Have you ever considered starting your own business? The idea of working for yourself and setting your own hours sounds great but it can take quite a bit of money to get your business off the ground depending on what you decide to specialize in.
Start-up costs like products and materials you’ll need, training and certifications, obtaining a well-designed website, legal assistance and so on can really add up.
While you should already have plenty of savings lined up to start your business, it’s important to look for ways to cut expenses and save money when you can. Here are 5 easy ways to help cut the costs of starting a small business.
1. Apply for Grants
The Small Business Administration (SBA) offers mostly business loans and a few grants for small businesses that are engaged in scientific research and development. While you most likely won’t be able to receive a grant for simply starting a business, there are still quite a few grants that you may qualify for.
The key is just to start looking. The great thing about grants is that unlike a loan, you don’t have to pay back the money you receive at all. You shouldn’t consider a grant as ‘free money’ though because you’ll need to adhere to the requirements and specification of the grant in order to keep it.
2. Obtain a Sponsor
Another option to help get funding and avoid a loan would be to secure a sponsor. Lots of corporate companies and organizations are willing to sponsor small businesses for the sake of more affordable advertising on their part.

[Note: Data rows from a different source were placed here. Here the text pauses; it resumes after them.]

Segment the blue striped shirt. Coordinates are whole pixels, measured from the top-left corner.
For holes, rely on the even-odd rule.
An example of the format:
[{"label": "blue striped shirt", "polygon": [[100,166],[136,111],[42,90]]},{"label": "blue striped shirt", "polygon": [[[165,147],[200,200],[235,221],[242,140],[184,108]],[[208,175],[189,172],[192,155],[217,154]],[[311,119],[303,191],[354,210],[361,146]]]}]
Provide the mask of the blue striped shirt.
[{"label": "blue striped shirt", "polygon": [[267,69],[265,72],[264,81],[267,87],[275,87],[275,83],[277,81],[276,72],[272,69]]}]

According to Inc.com, companies will sponsor not only your business or start-up, but a wide variety of its facets including: small businesses events, life and business coaches, speakers, authors, entertainers, show hosts, athletes, self-help experts, health-and-wellness practitioners, Internet TV and radio shows, podcasts, online and offline magazines, non-profit charities, and social entrepreneurs.
To inquire about a potential sponsor, you’ll need to send the company of your choice a detailed proposal and marketing plan.
3. Borrow or Lease Equipment
Purchasing all new equipment can be expensive when you’re just starting out. From machinery and tools to computers and whole offices, you can lease a wide variety of items needed to help your business function.
The good thing about leasing equipment is that it’s often cheaper than buying everything at once and you won’t have to deal with costly maintenance and repairs. The downsides include the equipment not really being yours, your personal line of credit may be required in order to secure the lease, and the costs can eventually add up over time.
A strong recommendation would be to lease equipment only if you need it on a temporary basis just until you generate enough profit to be able to purchase your own materials. Even then, you can always find used items in good condition like computer monitors, printers and more.
4. Open a Business Bank Account For a Cash Bonus
Did you know that certain banks will pay you to open an account? Banks like Chase and PNC will offer you cash when you open an account with them and deposit a certain amount of money, set up direct deposit and/or pay a bill with your new account. The requirements needed in order to obtain the bonus money varies from each bank, but it’s an easy way to get some extra cash to help fund your business.
5. Go Paperless/Virtual
Operating a virtual company where all communication and business is conducted online will save a lot of money. For starters, you won’t have to purchase a ton of equipment or rent out an office space and you can just work from home.
You can host meetings via phone, Skype or Google Hangout.
When you go paperless, you’ll not only save money on the costs required to run your business but you’ll eliminate clutter and simplify your whole order of operations. Plus, let’s not forget the environmental benefits that are associated with a paperless business.
6. Hire Temporary Interns
Starting your own business at first can be very overwhelming and require lots of hours of work each week. If you would prefer to outsource smaller tasks and responsibilities, you can always hire a part-time intern to assist you.
Interns have proved to be a cost effective way for businesses to get work done for years. Find someone reliable who works well and wants to learn your industry so the work relationship can be mutually beneficial.
With a new business, your funds are just getting off the ground and the profit you earn can fluctuate each month. Interns take away part of the financial stress new business owners can feel when it comes to meeting regular employee’s salary rates, providing benefits, etc.
You should still pay your intern a monthly stipend or hourly rate for their work, but you will still be saving money by going this route in the long run.
7. Ask For Discounts
Don’t underestimate the power of asking for a discount. Always make it a habit to ask vendors and other companies if they have any recurring specials, clearance items or discounts on their merchandise. Sometimes discounts may not be widely advertised to the public but they do exist and all you need to do is ask.
Most small businesses use the same vendors and services month after month. If you’ve been loyal to a company for some time now, it may be the perfect time to ask for a discount on their services and products in exchange for you promoting the company to your network. You’ll never know until you try.
When starting a business, it’s important to think of cost effective ways to build your business and grow your profits. What additional ways can you think of to cut costs when you’re just starting out?